The CWU has been successful in ensuring that a number of members facing retrenchment as a result of the recent Enterprise Services reorganisation have been successful in finding roles in the new structure.
As reported in E-bulletin #10, that reorganisation involved a spill-and-fill exercise that finally resulted in some 90 employees being selected for retrenchment despite only 55 roles having been notified as being redundant. At the end of the selection process, roles were actually left vacant and were subsequently advertised both inside and outside the company.
There are many questions to be asked about this exercise and the CWU was prepared to explore these in the Fair Work Commission (FWC). We notified a dispute on Thursday 22 June.
Our immediate objective though was always to help those members who wanted to continue working in this area to secure a job, whether or not they had applied for it during the spill-and-fill.
We were able to achieve this without the assistance of FWC for all but one of those members we were aware of as being in this situation, other than a number whose jobs were declared redundant as a result of centralisation.
In the longer term, the CWU and other Telstra unions will be ensuring that there is no repeat of a process that led to almost twice as many employees being retrenched as there were roles redundant.

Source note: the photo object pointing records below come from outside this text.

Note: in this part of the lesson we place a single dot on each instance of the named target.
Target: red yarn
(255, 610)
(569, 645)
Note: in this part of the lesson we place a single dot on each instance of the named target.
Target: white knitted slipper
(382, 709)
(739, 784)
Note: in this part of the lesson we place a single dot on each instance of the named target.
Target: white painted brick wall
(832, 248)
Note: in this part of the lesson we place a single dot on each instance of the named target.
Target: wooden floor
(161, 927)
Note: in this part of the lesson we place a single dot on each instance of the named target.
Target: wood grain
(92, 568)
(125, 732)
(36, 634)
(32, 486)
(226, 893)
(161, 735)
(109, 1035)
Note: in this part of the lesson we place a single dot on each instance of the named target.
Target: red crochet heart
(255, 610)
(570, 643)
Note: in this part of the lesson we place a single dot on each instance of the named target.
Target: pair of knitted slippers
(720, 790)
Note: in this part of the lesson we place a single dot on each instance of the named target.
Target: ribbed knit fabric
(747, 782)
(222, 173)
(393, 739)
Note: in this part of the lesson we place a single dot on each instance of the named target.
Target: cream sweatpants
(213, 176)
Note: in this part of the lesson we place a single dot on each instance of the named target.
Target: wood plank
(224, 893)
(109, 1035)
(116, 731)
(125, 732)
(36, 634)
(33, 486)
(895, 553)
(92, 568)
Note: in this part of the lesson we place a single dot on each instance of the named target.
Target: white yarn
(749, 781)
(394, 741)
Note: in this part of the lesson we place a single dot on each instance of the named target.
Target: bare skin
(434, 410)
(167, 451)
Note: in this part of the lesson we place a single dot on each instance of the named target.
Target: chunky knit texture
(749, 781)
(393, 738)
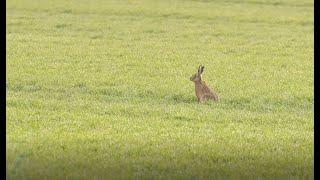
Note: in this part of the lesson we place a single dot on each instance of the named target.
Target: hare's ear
(201, 69)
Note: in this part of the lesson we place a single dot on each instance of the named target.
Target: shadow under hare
(203, 91)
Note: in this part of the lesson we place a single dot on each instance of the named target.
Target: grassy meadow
(100, 89)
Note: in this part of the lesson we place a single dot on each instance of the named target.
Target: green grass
(100, 89)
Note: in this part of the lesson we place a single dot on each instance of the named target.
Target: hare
(203, 91)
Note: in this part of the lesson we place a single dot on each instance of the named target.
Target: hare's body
(203, 91)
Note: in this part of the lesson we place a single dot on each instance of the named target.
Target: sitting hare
(203, 92)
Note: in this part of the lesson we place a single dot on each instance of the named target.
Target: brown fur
(203, 91)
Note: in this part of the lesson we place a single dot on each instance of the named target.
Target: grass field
(100, 89)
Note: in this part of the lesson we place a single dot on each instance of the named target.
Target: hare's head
(197, 77)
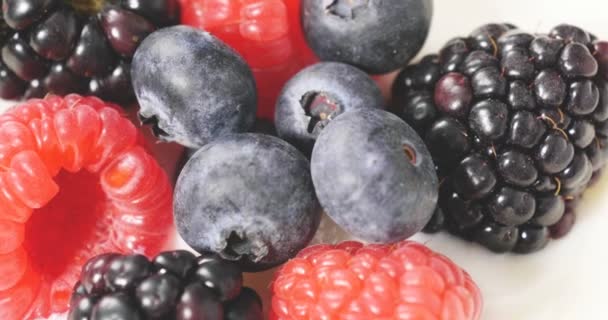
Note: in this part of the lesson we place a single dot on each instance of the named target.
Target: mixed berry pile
(516, 124)
(495, 139)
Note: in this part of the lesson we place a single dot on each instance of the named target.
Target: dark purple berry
(489, 119)
(511, 207)
(453, 95)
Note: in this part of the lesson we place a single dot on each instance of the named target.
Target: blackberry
(174, 285)
(75, 46)
(517, 127)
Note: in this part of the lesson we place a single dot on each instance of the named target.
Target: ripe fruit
(75, 182)
(267, 33)
(374, 176)
(61, 47)
(317, 95)
(248, 197)
(514, 123)
(191, 87)
(376, 36)
(351, 281)
(174, 285)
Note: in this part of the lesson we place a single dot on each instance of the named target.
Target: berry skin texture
(376, 36)
(76, 182)
(319, 94)
(516, 158)
(374, 176)
(84, 47)
(167, 287)
(191, 87)
(267, 33)
(221, 207)
(405, 280)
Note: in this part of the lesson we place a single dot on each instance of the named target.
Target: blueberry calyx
(347, 9)
(152, 121)
(238, 246)
(321, 108)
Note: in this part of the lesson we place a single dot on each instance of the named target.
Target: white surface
(568, 279)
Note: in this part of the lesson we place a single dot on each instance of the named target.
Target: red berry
(351, 281)
(75, 181)
(267, 33)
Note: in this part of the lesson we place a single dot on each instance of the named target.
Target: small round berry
(531, 239)
(581, 133)
(180, 263)
(511, 207)
(93, 273)
(116, 306)
(517, 168)
(489, 83)
(554, 153)
(496, 237)
(157, 295)
(549, 210)
(223, 277)
(473, 178)
(550, 88)
(517, 64)
(199, 302)
(247, 306)
(126, 272)
(577, 61)
(447, 140)
(545, 51)
(453, 94)
(520, 96)
(452, 54)
(478, 60)
(583, 98)
(569, 33)
(489, 119)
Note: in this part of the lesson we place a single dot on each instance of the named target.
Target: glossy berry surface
(173, 285)
(267, 33)
(76, 182)
(405, 280)
(374, 176)
(219, 206)
(191, 87)
(376, 36)
(83, 47)
(317, 95)
(516, 129)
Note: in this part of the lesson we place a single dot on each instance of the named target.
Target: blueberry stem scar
(346, 9)
(321, 108)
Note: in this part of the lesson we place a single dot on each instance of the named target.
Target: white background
(567, 280)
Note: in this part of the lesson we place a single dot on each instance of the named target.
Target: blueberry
(374, 176)
(248, 197)
(192, 87)
(317, 95)
(377, 36)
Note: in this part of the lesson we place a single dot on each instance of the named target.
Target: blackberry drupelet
(174, 285)
(517, 126)
(75, 46)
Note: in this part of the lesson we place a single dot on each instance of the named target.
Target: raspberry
(267, 33)
(75, 181)
(351, 281)
(516, 124)
(174, 285)
(75, 46)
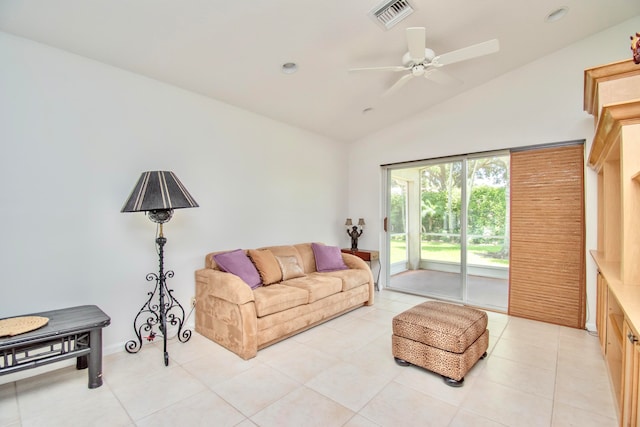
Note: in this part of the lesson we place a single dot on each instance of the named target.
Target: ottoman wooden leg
(453, 383)
(402, 362)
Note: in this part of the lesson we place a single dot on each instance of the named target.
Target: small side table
(368, 256)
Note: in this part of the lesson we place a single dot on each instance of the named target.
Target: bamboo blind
(547, 261)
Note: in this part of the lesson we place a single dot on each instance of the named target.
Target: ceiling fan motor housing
(429, 54)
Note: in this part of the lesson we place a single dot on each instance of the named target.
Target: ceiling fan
(421, 61)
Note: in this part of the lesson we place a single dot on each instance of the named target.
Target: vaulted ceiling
(233, 51)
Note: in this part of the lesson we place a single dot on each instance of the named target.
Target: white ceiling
(233, 50)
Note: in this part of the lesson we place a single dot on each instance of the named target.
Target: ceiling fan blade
(398, 84)
(469, 52)
(416, 41)
(390, 68)
(440, 77)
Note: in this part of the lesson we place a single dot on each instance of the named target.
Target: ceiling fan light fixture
(289, 67)
(557, 14)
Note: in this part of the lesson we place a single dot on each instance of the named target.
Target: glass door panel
(487, 232)
(440, 214)
(448, 229)
(397, 225)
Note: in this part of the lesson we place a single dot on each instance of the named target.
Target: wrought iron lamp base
(167, 312)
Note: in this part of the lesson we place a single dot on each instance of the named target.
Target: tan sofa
(244, 320)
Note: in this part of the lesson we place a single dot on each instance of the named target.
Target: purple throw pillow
(238, 263)
(328, 258)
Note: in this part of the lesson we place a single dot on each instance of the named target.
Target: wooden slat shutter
(547, 265)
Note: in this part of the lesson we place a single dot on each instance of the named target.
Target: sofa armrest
(355, 262)
(226, 286)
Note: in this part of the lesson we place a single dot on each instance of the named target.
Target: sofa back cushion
(238, 263)
(328, 258)
(267, 265)
(306, 255)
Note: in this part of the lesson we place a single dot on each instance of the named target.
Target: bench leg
(95, 358)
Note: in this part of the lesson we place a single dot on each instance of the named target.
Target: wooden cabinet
(630, 363)
(612, 95)
(601, 311)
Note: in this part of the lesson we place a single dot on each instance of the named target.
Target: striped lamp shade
(158, 191)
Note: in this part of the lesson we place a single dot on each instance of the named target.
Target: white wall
(537, 104)
(76, 134)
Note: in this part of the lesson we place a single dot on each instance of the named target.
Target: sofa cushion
(290, 267)
(267, 266)
(328, 258)
(278, 297)
(307, 260)
(238, 263)
(350, 278)
(317, 285)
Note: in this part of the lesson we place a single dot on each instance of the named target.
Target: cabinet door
(630, 365)
(601, 311)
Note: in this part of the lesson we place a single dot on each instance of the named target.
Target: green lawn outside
(450, 252)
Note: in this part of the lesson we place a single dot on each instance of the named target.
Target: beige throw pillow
(267, 266)
(290, 267)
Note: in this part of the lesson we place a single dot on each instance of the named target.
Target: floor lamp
(158, 193)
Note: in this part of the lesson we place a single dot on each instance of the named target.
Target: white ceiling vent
(389, 13)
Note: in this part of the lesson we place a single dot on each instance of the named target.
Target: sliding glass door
(451, 239)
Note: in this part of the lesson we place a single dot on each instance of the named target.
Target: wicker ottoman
(441, 337)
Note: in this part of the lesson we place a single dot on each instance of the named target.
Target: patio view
(449, 236)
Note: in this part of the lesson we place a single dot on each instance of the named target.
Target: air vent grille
(389, 13)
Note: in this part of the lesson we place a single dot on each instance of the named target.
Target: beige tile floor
(340, 373)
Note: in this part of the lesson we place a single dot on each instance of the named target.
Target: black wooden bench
(70, 332)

It is rare for Telstra not to be able to find sufficient volunteers when redundancies are proposed. That is no surprise, given the age profile of the workforce, the significant redundancy payout available and the deterioration of the work environment experienced by many employees. There would probably be a flood of volunteers if the gates were fully opened to anyone who wanted to leave.
But those would not be genuine redundancies.
It is roles, not people, which become redundant. The redundancy provisions of the Enterprise Agreement are not designed to allow Telstra to “select” more people for retrenchment than there are positions redundant i.e. to purge and “refresh” its workforce under the guise of functional redundancy.